# Simple Linear Regression Model Fitting

The fat data frame contains 252 observations (individuals) on 19 variables. Here we don’t need all the variables, so let’s create a smaller dataset to use.

fatdata<-fat[,c(1,2,5:11)]

summary(fatdata[,-1]) # do you remember what the negative index (-1) here means?

Suppose we are interested in the relationship between body percent fat and neck circumference.

lm1 ← lm(pctfat.brozek ~ neck, data = fatdata)

plot(pctfat.brozek ~ neck, data = fatdata)

abline(lm1)

names(lm1)

 “coefficients” “residuals” “effects” “rank”

 “fitted.values” “assign” “qr” “df.residual”

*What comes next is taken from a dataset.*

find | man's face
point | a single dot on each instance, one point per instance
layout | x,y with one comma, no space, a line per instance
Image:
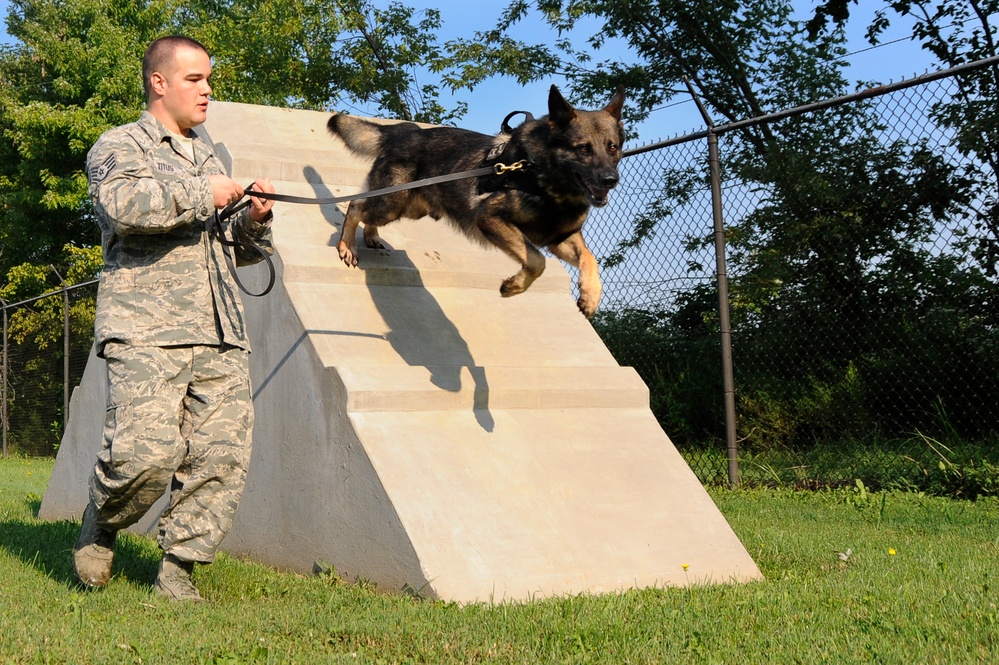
185,89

 “xlevels” “call” “terms” “model”

summary(lm1)

lm1

Call:

lm(formula = pctfat.brozek ~ neck, data = fatdata)

Coefficients:

(Intercept) neck

-40.598 1.567

The argument pctfat.brozek ~ neck to lm function is a model formula. The resulting plot is shown in th figure on the right, and the abline() function extracts the coefficients of the fitted model and adds the corresponding regression line to the plot. The fitted-model object is stored as lm1, which is essentially a list.

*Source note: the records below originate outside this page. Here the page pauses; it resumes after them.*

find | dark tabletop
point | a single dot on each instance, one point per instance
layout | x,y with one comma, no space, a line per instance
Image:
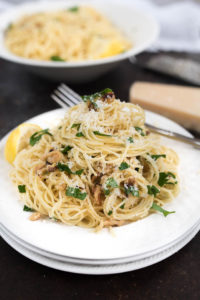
22,96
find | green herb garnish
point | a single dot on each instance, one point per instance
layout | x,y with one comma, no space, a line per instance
22,188
131,190
156,156
165,177
66,149
76,125
76,193
153,190
160,209
37,136
106,192
73,9
123,166
140,131
130,139
110,182
26,208
93,97
79,134
101,134
65,168
56,58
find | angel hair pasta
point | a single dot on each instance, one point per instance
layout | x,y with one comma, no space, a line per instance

The fitted model is pctfat.brozek = -40.598 + 1.567 neck* . An lm object in fact contains more information than you just saw. For example, the basic extractor function is summary. The output from summary() is self-explanatory. For our model, we obtain

summary(lm1)

Call:

lm(formula = pctfat.brozek ~ neck, data = fatdata) #This is the model formula

Residuals:

Min 1Q Median 3Q Max

-14.0076 -4.9450 -0.2405 5.0321 21.1344

Coefficients:

Estimate Std. Error t value Pr(>|t|) #These are the comprehensive results

(Intercept) -40.5985 6.6857 -6.072 4.66e-09 ***

neck 1.5671 0.1756 8.923 < 2e-16 ***

Signif. codes: 0 ‘’ 0.001 '’ 0.01 '’ 0.05 ‘.’ 0.1 ’ ’ 1

Residual standard error: 6.764 on 250 degrees of freedom

Multiple R-squared: 0.2416, Adjusted R-squared: 0.2385

F-statistic: 79.62 on 1 and 250 DF, p-value: < 2.2e-16

The output provides a brief numerical summary of the residuals as well as a table of the estimated regression results.

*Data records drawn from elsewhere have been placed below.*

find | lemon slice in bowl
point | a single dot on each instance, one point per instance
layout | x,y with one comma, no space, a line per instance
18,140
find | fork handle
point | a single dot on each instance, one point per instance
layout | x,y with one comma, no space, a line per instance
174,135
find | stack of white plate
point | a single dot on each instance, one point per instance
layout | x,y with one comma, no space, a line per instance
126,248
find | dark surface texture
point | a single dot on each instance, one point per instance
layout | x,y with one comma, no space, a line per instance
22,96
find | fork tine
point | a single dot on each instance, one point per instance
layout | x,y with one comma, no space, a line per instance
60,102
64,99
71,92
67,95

Here the t-value of 8.923 and p-value of less than 2e-16 corresponds to the individual test of the hypothesis that “the true coefficient for variable neck equals 0”. Also, two versions of r-squared tell us how much of the variation of the response variable is explained by our predictors, and not by error. In our case, the model explains around 24% of the variation of percent of body fat. The last row of results is the test for the hypothesis that all regression coefficients are zero.

When testing the null hypothesis that there is no linear association between neck size and Brozek percent fat we reject the null hypothesis (F1,250 = 79.62, p-value < 2.2e-16, or t = 8.923, df = 250, p-value < 2.2e-16). For a one unit increase in neck there is a 1.57 increase in Brozek percent fat. Neck explains 24.16% of the variability in Brozek percent fat.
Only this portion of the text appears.